Zusammensetzung des „Marktes“
Vogel, der erst im August von der Deutschen Asset Management, der Anlagegesellschaft der Deutschen Bank nach London gewechselt ist, bewegt sich in einem Markt von 1,5 bis zwei Billionen Euro. „Der Markt“, sagt er in einem der Seminare, die während der internationalen Medientage angeboten werden, „besteht zu 40 Prozent aus Finanzinstitutionen, 20 Prozent aus Versorgern aus Energie und Wasserwirtschaft, aber auch Gas und Netzgesellschaften, die wegen der neuen Energien auf den Markt treten.“
Unternehmen wenden sich von den Banken ab finanzieren sich über den Anleihenmarkt. Gerade fünf Prozent kommen aus der Industrie wie etwa Automobil oder globalen Gesellschaften. Die Aufstockung der Analysten im Bereich der Anleihen ist für ihn absolut nötig. „Wenn Sie heutzutage eine Anleihe eines Telekom-Unternehmens kaufen wollen, dann befinden sie sich in einer neuen Welt. Früher hatte man einen Festnetzanschluss, heute gibt es in einer Familie sechs und mehr Handies, die dauernd wechseln. Aus der Stabilität von früher ist für die Telekom-Gesellschaften die Volatilität von heute geworden. Schroders legt kein eigenes Geld an, sondern das der Kunden, die Fondsanteile kaufen. Analysten müssen die jeweilige Welt verstehen, die je nach Branche unterschiedlich kompliziert ist. Deutlich wird immerhin, dass die periphären Euro- oder auch Krisenländer von Finanzhäusern wie Schroders nicht allein gelassen werden. Die Finanzwelt investiert in die Wirtschaft der Staaten. Insgesamt hat Vogel mit seinem Team die Summe von zehn Milliarden Euro für Investitionen zur Verfügung.

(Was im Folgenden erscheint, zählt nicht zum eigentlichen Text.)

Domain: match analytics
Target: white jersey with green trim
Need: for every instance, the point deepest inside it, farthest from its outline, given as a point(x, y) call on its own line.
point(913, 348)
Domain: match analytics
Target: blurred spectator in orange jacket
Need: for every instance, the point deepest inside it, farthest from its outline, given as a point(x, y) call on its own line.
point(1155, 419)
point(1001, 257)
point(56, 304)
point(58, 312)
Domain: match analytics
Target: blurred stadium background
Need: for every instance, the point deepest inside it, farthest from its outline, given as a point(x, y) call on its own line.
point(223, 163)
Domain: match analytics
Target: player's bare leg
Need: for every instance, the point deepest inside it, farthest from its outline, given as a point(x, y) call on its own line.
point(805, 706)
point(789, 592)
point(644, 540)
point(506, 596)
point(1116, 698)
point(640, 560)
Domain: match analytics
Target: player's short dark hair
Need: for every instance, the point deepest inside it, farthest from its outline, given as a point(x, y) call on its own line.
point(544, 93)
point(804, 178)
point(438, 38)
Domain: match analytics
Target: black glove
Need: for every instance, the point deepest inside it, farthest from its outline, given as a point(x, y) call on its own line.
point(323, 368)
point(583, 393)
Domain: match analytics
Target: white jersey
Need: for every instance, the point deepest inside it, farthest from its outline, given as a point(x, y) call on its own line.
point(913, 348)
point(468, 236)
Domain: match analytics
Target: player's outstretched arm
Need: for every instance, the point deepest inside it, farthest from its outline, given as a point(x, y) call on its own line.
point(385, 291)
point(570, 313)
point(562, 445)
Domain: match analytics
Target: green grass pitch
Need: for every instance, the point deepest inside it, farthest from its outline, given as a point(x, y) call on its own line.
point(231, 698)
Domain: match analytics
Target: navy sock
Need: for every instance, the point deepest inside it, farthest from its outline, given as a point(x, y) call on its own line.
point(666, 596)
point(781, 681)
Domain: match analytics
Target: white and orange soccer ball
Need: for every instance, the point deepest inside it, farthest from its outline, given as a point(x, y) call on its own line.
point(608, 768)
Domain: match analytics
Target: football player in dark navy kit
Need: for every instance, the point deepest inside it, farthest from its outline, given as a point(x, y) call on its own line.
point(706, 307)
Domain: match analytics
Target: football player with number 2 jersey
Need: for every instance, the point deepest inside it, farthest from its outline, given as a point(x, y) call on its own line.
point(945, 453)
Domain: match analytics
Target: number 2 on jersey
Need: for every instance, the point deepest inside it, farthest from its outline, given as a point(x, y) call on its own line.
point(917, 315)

Die „Austerität“ wirkt nicht, urteilten die Ökonomen der Finanzgesellschaft. Sie sehen vielmehr in der westlichen Welt einen Bruch in der Entwicklung. Deutschland und die USA befänden sich in einem klaren Aufwärtstrend, die Eurozone in einem Abwärtstrend. Das gälte auch für Spanien und für Italien, sagen der Chefvolkswirt Keith Wade und der Europa Volkswirt Azad Zangana. In Großbritannien sehen sie einen Aufwärtstrend, weil hier eine deutliche Rückführung der Staatsausgaben erfolgt sei.
Unterschiede
Ein Unterschied in der Entwicklung sei zwischen den USA und Europa zu erkennen. In der Eurozone ginge die Kreditvergabe immer noch zurück, wie auch in Großbritannien. In den USA hingegen zeige die Kreditvergabe nach oben. Diese Auffassung vertritt auch der Währungsexperte Haardep Dogra, der die Geldströme in den USA untersucht hat. Dogra zeigt in seinem Seminar, dass das Geld, das die Federal Reserve in den Markt gepumpt hat, nun von den Banken langsam als Kredite in Industrie und Konsum weitergeleitet wird. Die USA stünden am Beginn eines Aufschwungs. Dafür spreche auch, dass die Häuserpreise in den USA anziehen. In Europa hingegen sollen zahlreiche Banken weiterhin das von der europäischen Zentralbank ausgeschüttete Geld auf Konten der EZB liegenlassen.
Die Schroders Volkswirte gehen davon aus, dass es im kommenden Jahr in den USA ein Wachstum von plus 0,4 Prozent geben wird. Sollte die Eurokrise im kommenden Jahr gelöst sein, könnte es in Europa ein Wachstum von 0,8 Prozent geben. Die Zinskurve wird 2013 „flach wie ein Pfannkuchen sein“. Keith Wade: „Wer sein Geld als Bargeld behält oder es aufs Sparbuch legt, verliert Geld.“
Ganz unbehindert fanden die zehnten internationalen Medientage nicht statt. Zahlreiche Flüge wie der der Luxair wurden von London City nach London Stansted wegen schlechter Sicht umgeleitet. Ein Flug aus Zürich nach London fiel gleich ganz aus. London im November: Die Stadt und die Finanzwelt versanken im Nebel.